In 1982 his talents won him a scholarship to the Tanglewood Music Festival, where he first came into contact with American minimalism. He spent the next several years composing for the ballet, the cinema and the theater, including “Sul filo d’Orfeo” (1984), “Time out” (1988), “The Wild Man” (1991), and “Salgari” (1995), as well as numerous pieces for orchestra and ensemble, which were performed at La Scala of Milan, the Paris Ircam and Lincoln Center, in New York. With the album “Stanze” (1992), a collection of sixteen compositions for harpist Cecilia Chailly, he set off on “a journey towards essentiality, trying to achieve the maximum expressive intensity using the minimum indispensable”.
But it was with “Le Onde” [The Waves] (1996), his first solo album, inspired by Virginia Woolf’s novel, that he truly caught the piano world’s attention, and built on that with his next release, “Eden Roc” (1999), in which he played with a string quintet and duduk master Djavan Gasparyan, and “I giorni” (2001), a cycle of ballads for piano inspired by a trip to Mali. He returned to Africa two years later at the invitation of the Festival au Desert. A new album, “Diario Mali”, with kora master Ballaké Sissoko, blossomed from this experience.

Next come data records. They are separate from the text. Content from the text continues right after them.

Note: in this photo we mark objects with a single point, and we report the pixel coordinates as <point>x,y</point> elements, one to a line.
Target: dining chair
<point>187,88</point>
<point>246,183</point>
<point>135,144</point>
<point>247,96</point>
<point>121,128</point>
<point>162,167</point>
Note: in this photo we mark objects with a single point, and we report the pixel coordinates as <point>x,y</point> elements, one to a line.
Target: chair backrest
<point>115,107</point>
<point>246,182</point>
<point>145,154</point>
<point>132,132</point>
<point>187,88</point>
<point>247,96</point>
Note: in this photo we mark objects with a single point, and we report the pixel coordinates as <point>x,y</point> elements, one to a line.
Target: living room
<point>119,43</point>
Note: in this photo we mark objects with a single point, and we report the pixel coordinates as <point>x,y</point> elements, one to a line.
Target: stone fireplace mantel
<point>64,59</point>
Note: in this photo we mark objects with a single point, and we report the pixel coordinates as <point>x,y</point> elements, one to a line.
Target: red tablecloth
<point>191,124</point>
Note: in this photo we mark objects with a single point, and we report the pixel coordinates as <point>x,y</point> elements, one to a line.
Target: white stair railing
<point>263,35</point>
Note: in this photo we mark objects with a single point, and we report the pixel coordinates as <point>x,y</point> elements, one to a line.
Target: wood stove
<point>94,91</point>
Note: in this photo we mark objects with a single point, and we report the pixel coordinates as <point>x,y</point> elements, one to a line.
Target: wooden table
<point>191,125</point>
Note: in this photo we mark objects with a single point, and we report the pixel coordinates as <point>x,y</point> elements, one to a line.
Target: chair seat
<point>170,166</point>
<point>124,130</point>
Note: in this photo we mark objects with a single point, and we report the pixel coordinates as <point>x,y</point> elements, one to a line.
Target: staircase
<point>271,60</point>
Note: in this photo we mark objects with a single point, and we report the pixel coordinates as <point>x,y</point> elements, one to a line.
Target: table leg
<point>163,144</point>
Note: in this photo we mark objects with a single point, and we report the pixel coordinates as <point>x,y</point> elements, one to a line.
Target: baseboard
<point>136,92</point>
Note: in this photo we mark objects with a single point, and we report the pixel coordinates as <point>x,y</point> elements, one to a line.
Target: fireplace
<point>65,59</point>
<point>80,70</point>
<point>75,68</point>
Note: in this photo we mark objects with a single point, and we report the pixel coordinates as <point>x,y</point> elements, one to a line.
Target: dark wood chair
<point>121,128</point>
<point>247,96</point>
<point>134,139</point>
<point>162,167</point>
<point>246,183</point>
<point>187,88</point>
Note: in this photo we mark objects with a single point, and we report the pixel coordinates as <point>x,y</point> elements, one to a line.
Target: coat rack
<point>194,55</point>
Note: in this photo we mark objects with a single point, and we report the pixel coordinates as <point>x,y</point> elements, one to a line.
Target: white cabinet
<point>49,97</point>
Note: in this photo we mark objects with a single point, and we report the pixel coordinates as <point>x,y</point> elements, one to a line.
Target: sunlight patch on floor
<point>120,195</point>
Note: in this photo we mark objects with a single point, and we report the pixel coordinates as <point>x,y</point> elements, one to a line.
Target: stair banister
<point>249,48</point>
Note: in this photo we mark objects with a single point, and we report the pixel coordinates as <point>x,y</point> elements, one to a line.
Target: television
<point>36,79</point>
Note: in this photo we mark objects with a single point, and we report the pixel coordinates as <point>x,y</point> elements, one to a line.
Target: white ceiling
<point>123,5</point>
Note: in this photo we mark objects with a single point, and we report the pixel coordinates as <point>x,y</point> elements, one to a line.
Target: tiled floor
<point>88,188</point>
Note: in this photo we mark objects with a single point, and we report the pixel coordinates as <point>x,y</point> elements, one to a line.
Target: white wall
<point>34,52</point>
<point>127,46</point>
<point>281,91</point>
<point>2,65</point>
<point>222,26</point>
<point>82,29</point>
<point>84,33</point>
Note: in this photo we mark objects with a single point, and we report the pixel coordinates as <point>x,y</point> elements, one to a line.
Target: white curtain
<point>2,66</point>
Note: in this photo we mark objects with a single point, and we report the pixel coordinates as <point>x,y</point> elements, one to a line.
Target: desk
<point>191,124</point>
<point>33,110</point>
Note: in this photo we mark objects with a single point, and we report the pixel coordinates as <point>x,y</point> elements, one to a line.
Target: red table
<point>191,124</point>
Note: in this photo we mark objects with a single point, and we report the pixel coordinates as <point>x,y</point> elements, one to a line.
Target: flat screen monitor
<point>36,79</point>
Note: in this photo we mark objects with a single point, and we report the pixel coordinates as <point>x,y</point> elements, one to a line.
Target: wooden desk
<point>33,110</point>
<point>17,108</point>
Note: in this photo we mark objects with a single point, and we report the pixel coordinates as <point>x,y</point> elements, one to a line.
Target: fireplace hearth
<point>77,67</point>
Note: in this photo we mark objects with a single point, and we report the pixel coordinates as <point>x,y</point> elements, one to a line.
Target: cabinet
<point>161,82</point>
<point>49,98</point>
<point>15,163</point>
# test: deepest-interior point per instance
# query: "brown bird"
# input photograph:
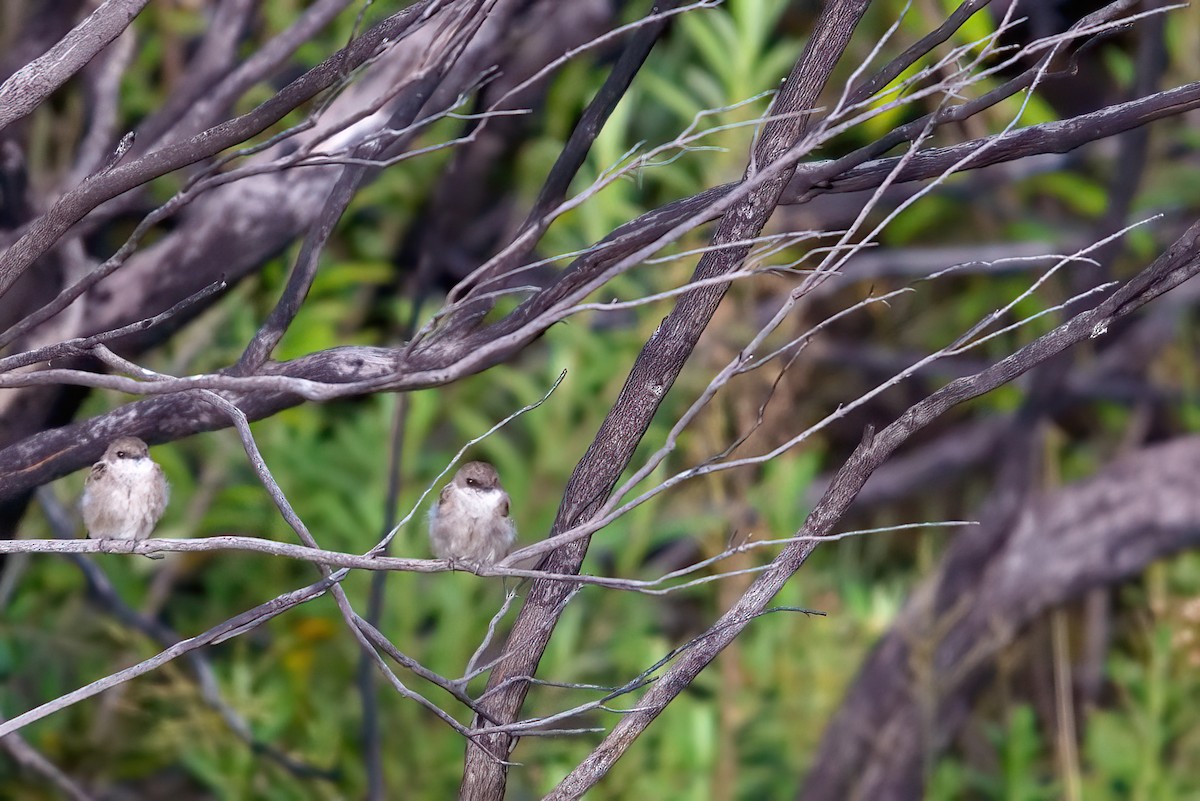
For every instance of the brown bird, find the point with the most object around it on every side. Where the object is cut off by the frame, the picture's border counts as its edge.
(471, 521)
(125, 493)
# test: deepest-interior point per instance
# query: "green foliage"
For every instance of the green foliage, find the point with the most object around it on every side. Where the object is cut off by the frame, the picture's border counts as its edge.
(761, 706)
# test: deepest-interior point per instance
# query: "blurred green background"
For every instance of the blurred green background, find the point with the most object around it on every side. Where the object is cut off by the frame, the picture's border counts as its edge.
(751, 722)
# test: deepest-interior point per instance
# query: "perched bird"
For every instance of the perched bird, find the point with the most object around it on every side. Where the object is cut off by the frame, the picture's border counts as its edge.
(125, 493)
(471, 521)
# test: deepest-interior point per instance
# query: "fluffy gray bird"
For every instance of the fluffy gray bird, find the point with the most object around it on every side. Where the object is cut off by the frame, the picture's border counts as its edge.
(125, 493)
(471, 521)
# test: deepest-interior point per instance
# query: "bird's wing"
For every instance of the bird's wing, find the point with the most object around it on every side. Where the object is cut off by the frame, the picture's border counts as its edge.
(97, 471)
(161, 479)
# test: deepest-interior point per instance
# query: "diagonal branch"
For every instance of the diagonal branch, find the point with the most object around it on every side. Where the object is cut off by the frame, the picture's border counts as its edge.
(1176, 265)
(652, 375)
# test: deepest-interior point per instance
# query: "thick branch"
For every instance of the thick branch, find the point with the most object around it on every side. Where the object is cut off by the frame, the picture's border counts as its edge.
(653, 373)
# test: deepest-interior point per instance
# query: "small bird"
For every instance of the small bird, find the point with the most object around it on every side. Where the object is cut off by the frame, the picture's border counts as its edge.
(125, 493)
(471, 521)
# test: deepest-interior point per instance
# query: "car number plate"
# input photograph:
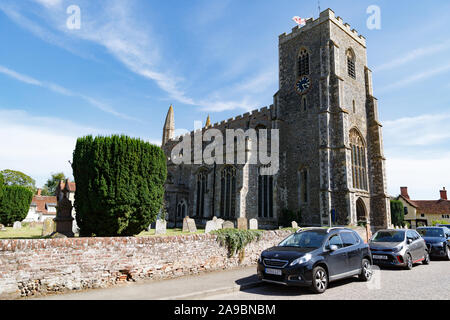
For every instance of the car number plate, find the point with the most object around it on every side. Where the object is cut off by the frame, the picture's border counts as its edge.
(380, 257)
(275, 272)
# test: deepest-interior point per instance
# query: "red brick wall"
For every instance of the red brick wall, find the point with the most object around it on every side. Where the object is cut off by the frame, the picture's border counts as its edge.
(30, 267)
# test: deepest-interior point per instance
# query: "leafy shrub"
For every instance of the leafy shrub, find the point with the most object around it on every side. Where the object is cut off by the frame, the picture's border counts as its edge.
(120, 185)
(236, 240)
(14, 204)
(2, 186)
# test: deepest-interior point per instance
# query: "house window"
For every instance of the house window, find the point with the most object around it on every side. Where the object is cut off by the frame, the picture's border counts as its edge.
(359, 172)
(228, 192)
(303, 63)
(351, 63)
(201, 192)
(265, 195)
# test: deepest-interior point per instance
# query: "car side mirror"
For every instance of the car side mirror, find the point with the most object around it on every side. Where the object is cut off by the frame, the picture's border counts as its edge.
(333, 247)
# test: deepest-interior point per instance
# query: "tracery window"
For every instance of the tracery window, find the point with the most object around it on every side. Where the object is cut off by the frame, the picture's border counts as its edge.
(359, 163)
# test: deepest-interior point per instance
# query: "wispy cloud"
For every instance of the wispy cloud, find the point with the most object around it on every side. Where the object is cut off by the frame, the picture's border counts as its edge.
(415, 78)
(423, 130)
(61, 90)
(128, 40)
(413, 55)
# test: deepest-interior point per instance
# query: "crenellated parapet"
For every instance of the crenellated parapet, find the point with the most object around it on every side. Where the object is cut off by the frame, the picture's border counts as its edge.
(257, 116)
(327, 15)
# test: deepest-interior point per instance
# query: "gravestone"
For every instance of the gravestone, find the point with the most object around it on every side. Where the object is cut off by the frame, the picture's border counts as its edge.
(64, 219)
(210, 226)
(189, 225)
(161, 227)
(228, 225)
(253, 224)
(219, 223)
(242, 223)
(48, 228)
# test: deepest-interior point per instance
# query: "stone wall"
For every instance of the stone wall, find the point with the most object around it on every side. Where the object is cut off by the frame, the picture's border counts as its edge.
(32, 267)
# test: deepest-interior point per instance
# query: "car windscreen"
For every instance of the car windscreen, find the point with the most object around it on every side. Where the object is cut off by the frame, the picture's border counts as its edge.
(305, 239)
(429, 232)
(389, 236)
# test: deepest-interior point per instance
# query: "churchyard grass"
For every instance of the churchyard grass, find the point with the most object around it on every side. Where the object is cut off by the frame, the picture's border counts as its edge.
(23, 233)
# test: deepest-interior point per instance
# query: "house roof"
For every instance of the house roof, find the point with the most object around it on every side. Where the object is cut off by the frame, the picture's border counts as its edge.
(433, 206)
(68, 185)
(42, 202)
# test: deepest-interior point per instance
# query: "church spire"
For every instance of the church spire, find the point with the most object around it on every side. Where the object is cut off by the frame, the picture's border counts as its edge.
(169, 126)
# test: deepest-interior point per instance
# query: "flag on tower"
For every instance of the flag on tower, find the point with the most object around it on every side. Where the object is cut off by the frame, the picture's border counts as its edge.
(299, 21)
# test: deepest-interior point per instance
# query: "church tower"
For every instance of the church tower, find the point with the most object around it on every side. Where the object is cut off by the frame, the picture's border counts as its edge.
(169, 126)
(329, 117)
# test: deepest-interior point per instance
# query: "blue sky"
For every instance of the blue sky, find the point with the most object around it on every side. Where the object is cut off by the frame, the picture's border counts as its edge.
(132, 59)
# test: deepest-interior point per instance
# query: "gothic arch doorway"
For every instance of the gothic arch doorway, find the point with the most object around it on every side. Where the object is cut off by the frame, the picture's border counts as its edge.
(361, 211)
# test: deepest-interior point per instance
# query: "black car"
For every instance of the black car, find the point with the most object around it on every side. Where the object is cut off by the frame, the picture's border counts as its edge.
(316, 256)
(401, 248)
(438, 241)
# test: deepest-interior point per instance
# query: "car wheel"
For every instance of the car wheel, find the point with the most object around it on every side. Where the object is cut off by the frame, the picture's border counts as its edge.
(409, 263)
(320, 280)
(366, 272)
(426, 259)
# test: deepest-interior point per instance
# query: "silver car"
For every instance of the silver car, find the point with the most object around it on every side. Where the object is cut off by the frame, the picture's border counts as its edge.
(402, 248)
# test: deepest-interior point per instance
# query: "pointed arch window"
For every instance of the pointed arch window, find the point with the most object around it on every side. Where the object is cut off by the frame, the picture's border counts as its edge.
(228, 192)
(351, 63)
(359, 161)
(181, 209)
(202, 185)
(303, 63)
(265, 195)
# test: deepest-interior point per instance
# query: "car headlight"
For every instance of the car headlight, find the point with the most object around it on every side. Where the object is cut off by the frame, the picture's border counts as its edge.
(301, 260)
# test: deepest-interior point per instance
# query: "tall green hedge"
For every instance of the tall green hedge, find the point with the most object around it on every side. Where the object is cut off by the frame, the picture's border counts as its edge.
(14, 204)
(120, 185)
(2, 185)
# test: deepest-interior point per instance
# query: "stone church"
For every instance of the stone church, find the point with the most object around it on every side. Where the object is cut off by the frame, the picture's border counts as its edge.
(332, 167)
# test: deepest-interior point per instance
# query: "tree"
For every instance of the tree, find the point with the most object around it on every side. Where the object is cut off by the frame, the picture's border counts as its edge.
(49, 188)
(397, 213)
(14, 204)
(17, 178)
(120, 185)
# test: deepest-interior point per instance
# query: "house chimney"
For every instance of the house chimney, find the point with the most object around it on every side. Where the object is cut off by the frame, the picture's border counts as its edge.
(444, 194)
(404, 192)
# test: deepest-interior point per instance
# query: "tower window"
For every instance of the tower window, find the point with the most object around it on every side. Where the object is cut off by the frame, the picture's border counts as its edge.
(303, 63)
(303, 183)
(351, 64)
(265, 196)
(201, 192)
(305, 103)
(359, 172)
(228, 192)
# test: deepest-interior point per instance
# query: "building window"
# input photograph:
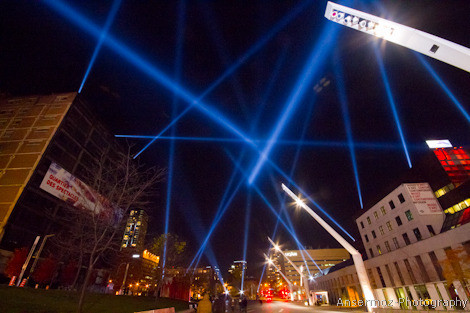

In 2009 he released “Cloudland”, with Robert and Ronald Lippok, and “Nightbook”, a nocturnal, introspective work that “projects the piano in every direction, like a shadow”. The peak performance of his European and American tour was once again at the Royal Albert Hall, recorded live and released as a double CD and DVD.
In 2013 he released “In a time lapse”, a reflection on time, recorded in a monastery and “conceived as a suite or as the chapters of a single novel”, in which his piano was accompanied by strings, percussion and electronic tracks. The world tour that followed featured many remarkable performances, such as the concerts at the Sidney Opera House and at the Arena of Verona in particular, but also the acclaimed “Piano Africain” performance, for six pianos and six balafons and marimbas, which opened the Piano City Milano festival in 2014.
In 2016 he performed his “Elegy for the Arctic”, commissioned by Greenpeace, on a floating platform amidst the ice in the Arctic Ocean.
The same year marked the debut of “Dieci Notti” at Teatro Dal Verme, in Milan, which would become an annual concert series with special events, “to give back something to a city that has given me so much”.
Also in 2019, he wrote the original music for “Mary said what she said” about the life and torments of Mary Stuart, directed by Bob Wilson, starring Isabelle Huppert and produced by the Théâtre de la Ville de Paris. He was also commissioned by the Teatro Massimo in Palermo to compose the opera “Winter Journey”, with the original libretto by Colm Tóibin and direction by Roberto Andò: a journey through the desolate winter of today’s Europe. Both works confirmed the composer’s maturity and depth in musical theatre.
In the summer of 2021, Einaudi took his music back to nature, in a series of eleven concerts immersed in the breathtaking scenery of national parks, nature reserves, creeks, valleys, lakes and pristine mountain meadows, reachable only on foot, at dawn, at dusk and under starry skies. An invitation to merge the musical experience with the natural landscape.
But it was the experience of suspended time during the lockdown, “with the world outside quiet and silent”, that led to the new solo piano album, released in 2022 and entitled “Underwater”, “a metaphor for fluidity without external interference”. A fresher and more immediate approach to music, in the flow of emotions, in an intimate conversation, face to face, with the piano”.